The two belong to a generation who grew up when anything the party-state said was gospel, and they are able polemicists steeped in the same mold. They are intimately familiar with the party-state dogma and the “Chinese nation,” both of which they speak about with such righteousness. Such is the stuff of which KMT “talent” is made.
Amid the wave of defections and opposition to Hung within the KMT, the only response that she can come up with is sophistry, saying that she is part of the orthodox faction, in favor of the ROC and not in pursuit of rapid unification.
The question is, how can anyone believe a person who has just offered up the “one China, same interpretation” formula and said that we must not say the ROC exists, when she follows up on that tirade by claiming she is in favor of the ROC? And how can someone who cannot wait to sign a cross-strait peace agreement and accept China’s “peaceful unification” not be in favor of rapid unification?
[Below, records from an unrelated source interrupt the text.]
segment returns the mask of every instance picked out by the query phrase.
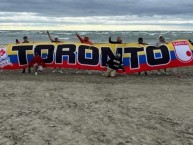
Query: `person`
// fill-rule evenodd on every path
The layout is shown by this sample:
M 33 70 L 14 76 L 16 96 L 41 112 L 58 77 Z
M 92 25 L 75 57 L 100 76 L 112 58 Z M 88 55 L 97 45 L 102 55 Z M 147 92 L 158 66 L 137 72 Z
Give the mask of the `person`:
M 160 35 L 159 36 L 159 40 L 158 40 L 158 42 L 156 43 L 156 47 L 160 47 L 160 46 L 162 46 L 162 45 L 164 45 L 164 44 L 166 44 L 167 42 L 165 41 L 165 38 L 162 36 L 162 35 Z
M 51 36 L 50 36 L 49 31 L 47 31 L 47 34 L 48 34 L 48 37 L 49 37 L 49 39 L 50 39 L 51 42 L 56 42 L 56 43 L 57 43 L 57 42 L 61 42 L 61 41 L 59 40 L 58 36 L 55 36 L 55 38 L 54 38 L 54 40 L 53 40 L 53 39 L 51 38 Z M 55 67 L 52 72 L 53 72 L 53 73 L 56 73 L 56 72 L 63 73 L 61 67 L 59 67 L 58 71 L 57 71 L 57 69 L 56 69 L 56 67 Z
M 162 35 L 160 35 L 158 39 L 159 39 L 159 40 L 158 40 L 158 42 L 156 43 L 156 47 L 160 47 L 160 46 L 162 46 L 162 45 L 164 45 L 164 44 L 167 43 L 167 42 L 165 41 L 165 38 L 164 38 Z M 164 73 L 167 74 L 166 68 L 164 68 Z M 157 74 L 158 74 L 158 75 L 161 74 L 161 73 L 160 73 L 160 69 L 158 69 Z
M 138 44 L 142 44 L 142 45 L 148 45 L 147 43 L 143 42 L 143 38 L 139 37 L 138 38 Z M 144 71 L 145 75 L 147 76 L 147 72 Z M 138 72 L 138 75 L 141 75 L 141 72 Z
M 125 68 L 120 60 L 120 54 L 116 54 L 115 58 L 107 62 L 107 71 L 103 75 L 106 77 L 115 77 L 118 69 L 122 69 L 125 72 Z
M 148 45 L 147 43 L 143 42 L 143 38 L 142 37 L 138 38 L 138 44 Z
M 93 45 L 93 43 L 89 40 L 88 36 L 85 36 L 84 38 L 82 38 L 78 33 L 76 33 L 76 36 L 78 37 L 81 43 Z
M 49 31 L 47 31 L 48 37 L 50 39 L 51 42 L 61 42 L 58 38 L 58 36 L 55 36 L 54 40 L 52 39 L 52 37 L 50 36 Z
M 89 37 L 88 37 L 88 36 L 85 36 L 84 38 L 82 38 L 78 33 L 76 33 L 76 36 L 78 37 L 78 39 L 80 40 L 81 43 L 93 45 L 93 43 L 89 40 Z M 76 73 L 77 73 L 77 74 L 78 74 L 78 73 L 81 73 L 81 71 L 78 70 Z M 89 72 L 89 73 L 91 73 L 91 72 Z
M 121 39 L 121 37 L 117 37 L 116 41 L 112 41 L 111 37 L 109 37 L 109 43 L 111 43 L 111 44 L 122 44 L 122 39 Z
M 35 53 L 35 56 L 29 62 L 29 70 L 30 70 L 31 67 L 34 67 L 35 75 L 38 74 L 38 71 L 42 72 L 43 71 L 43 67 L 45 67 L 45 62 L 42 59 L 42 57 L 39 56 L 38 53 Z
M 23 36 L 23 42 L 22 43 L 29 43 L 27 36 Z M 25 68 L 23 68 L 22 73 L 25 73 Z M 28 73 L 31 73 L 30 69 L 28 70 Z
M 23 42 L 22 43 L 29 43 L 27 36 L 23 37 Z

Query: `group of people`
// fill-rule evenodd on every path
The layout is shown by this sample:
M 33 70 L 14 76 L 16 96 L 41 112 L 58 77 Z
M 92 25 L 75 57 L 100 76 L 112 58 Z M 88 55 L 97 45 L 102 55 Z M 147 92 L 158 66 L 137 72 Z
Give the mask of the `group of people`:
M 48 31 L 47 31 L 47 35 L 48 35 L 48 38 L 50 39 L 51 42 L 55 42 L 55 43 L 62 42 L 62 41 L 60 41 L 58 36 L 55 36 L 54 39 L 52 39 L 52 37 L 51 37 L 51 35 Z M 76 33 L 76 36 L 80 40 L 81 43 L 93 45 L 93 43 L 89 40 L 88 36 L 85 36 L 84 38 L 82 38 L 78 33 Z M 109 37 L 109 43 L 111 43 L 111 44 L 122 44 L 121 37 L 117 37 L 116 41 L 112 41 L 111 38 L 112 37 Z M 20 43 L 20 41 L 18 39 L 16 39 L 16 44 L 19 44 L 19 43 Z M 27 36 L 23 37 L 23 42 L 22 43 L 29 43 Z M 160 35 L 159 36 L 159 41 L 156 43 L 156 47 L 160 47 L 161 45 L 164 45 L 166 43 L 167 42 L 165 41 L 165 38 L 162 35 Z M 192 42 L 190 41 L 190 43 L 192 43 Z M 143 41 L 142 37 L 138 38 L 138 44 L 148 45 L 147 43 L 145 43 Z M 43 70 L 43 67 L 45 67 L 45 63 L 44 63 L 43 59 L 41 58 L 41 56 L 38 53 L 35 53 L 35 56 L 29 62 L 29 65 L 28 65 L 28 72 L 29 73 L 31 73 L 31 67 L 34 67 L 35 75 L 38 74 L 38 71 L 41 72 Z M 116 54 L 113 59 L 110 59 L 107 62 L 106 67 L 107 67 L 107 71 L 103 74 L 104 76 L 115 77 L 116 72 L 117 72 L 118 69 L 122 69 L 125 72 L 125 68 L 122 64 L 122 60 L 120 59 L 120 54 Z M 25 73 L 25 71 L 26 71 L 26 68 L 23 68 L 22 73 Z M 57 71 L 57 68 L 54 68 L 53 72 L 63 73 L 61 67 L 58 68 L 58 71 Z M 164 69 L 164 72 L 166 72 L 166 69 Z M 147 75 L 146 71 L 144 71 L 144 73 L 145 73 L 145 75 Z M 140 75 L 141 72 L 139 72 L 138 74 Z M 158 70 L 158 74 L 160 74 L 160 70 Z
M 55 36 L 54 39 L 52 39 L 49 31 L 47 31 L 47 35 L 48 35 L 51 42 L 55 42 L 55 43 L 62 42 L 62 41 L 60 41 L 58 36 Z M 93 43 L 89 40 L 89 37 L 85 36 L 84 38 L 82 38 L 78 33 L 76 33 L 76 36 L 78 37 L 78 39 L 80 40 L 81 43 L 93 45 Z M 16 42 L 16 44 L 21 43 L 18 39 L 16 39 L 15 42 Z M 22 43 L 29 43 L 27 36 L 23 37 L 23 42 Z M 38 72 L 42 72 L 43 67 L 45 67 L 45 63 L 44 63 L 42 57 L 38 53 L 35 53 L 35 56 L 29 62 L 28 73 L 31 73 L 31 67 L 34 67 L 35 75 L 37 75 Z M 26 72 L 26 68 L 23 68 L 22 73 L 25 73 L 25 72 Z M 57 68 L 54 68 L 54 70 L 52 72 L 54 72 L 54 73 L 55 72 L 63 73 L 61 67 L 58 68 L 58 71 L 57 71 Z
M 16 44 L 21 43 L 18 39 L 16 39 L 15 41 L 16 41 Z M 29 43 L 27 36 L 23 37 L 22 43 Z M 35 56 L 33 56 L 33 58 L 31 59 L 31 61 L 28 64 L 28 73 L 31 73 L 31 67 L 34 68 L 35 75 L 38 75 L 38 72 L 42 72 L 43 67 L 45 67 L 45 62 L 43 58 L 37 52 L 35 53 Z M 26 72 L 26 68 L 24 67 L 22 70 L 22 73 L 25 73 L 25 72 Z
Even more preposterous is that she claims to be part of the “orthodox faction.” Among the KMT’s intra-party factions, there is a pro-localization and a pro-China faction, a mainstream and a non-mainstream faction, but there is no such thing as an orthodox and a non-orthodox faction.
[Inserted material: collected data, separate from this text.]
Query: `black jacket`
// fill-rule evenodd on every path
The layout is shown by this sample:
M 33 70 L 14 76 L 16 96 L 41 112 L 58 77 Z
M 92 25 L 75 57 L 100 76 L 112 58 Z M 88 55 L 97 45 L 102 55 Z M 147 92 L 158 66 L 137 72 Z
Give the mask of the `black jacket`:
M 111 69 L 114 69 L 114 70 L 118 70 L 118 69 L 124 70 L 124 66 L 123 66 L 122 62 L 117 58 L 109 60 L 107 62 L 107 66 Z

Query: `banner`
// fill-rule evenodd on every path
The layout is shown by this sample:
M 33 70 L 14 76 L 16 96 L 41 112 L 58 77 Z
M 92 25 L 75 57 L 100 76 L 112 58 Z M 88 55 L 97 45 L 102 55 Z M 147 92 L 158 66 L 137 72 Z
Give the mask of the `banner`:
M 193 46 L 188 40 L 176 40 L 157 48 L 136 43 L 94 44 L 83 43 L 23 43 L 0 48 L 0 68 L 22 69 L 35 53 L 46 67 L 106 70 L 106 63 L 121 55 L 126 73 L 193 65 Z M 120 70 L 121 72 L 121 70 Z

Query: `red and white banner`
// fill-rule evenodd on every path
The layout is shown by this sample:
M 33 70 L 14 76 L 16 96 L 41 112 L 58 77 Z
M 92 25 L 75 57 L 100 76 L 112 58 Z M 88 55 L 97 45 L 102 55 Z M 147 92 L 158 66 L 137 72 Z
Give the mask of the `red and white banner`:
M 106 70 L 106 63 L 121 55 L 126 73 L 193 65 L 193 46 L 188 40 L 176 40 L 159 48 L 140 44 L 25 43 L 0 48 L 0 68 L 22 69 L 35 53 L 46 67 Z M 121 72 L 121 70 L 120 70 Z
President Chiang Ching-kuo (蔣經國) used to say that “I’m also Taiwanese,” regardless of whether he meant it or not.
There is no way Hung would say: “I’m also part of the pro-localization faction.” Instead, she says that she belongs to the orthodox faction, which is the same thing as saying that the pro-localization faction is the “non-orthodox faction” or the “heretical faction.”
Seeing the pro-localization faction jump ship, KMT Chairman Eric Chu (朱立倫) is making a big deal about the fact that three people in Lienchiang County, in Taiwan’s Fujian Province, that previously left the party, have returned to the fold, thus “injecting new blood” into the party.
This is such a preposterous idea. Lienchiang County is the only remaining part of the old, “orthodox” ROC, and these people are certainly not part of the pro-localization faction, so what is it that Chu was so excited about?James Wang is a media commentator.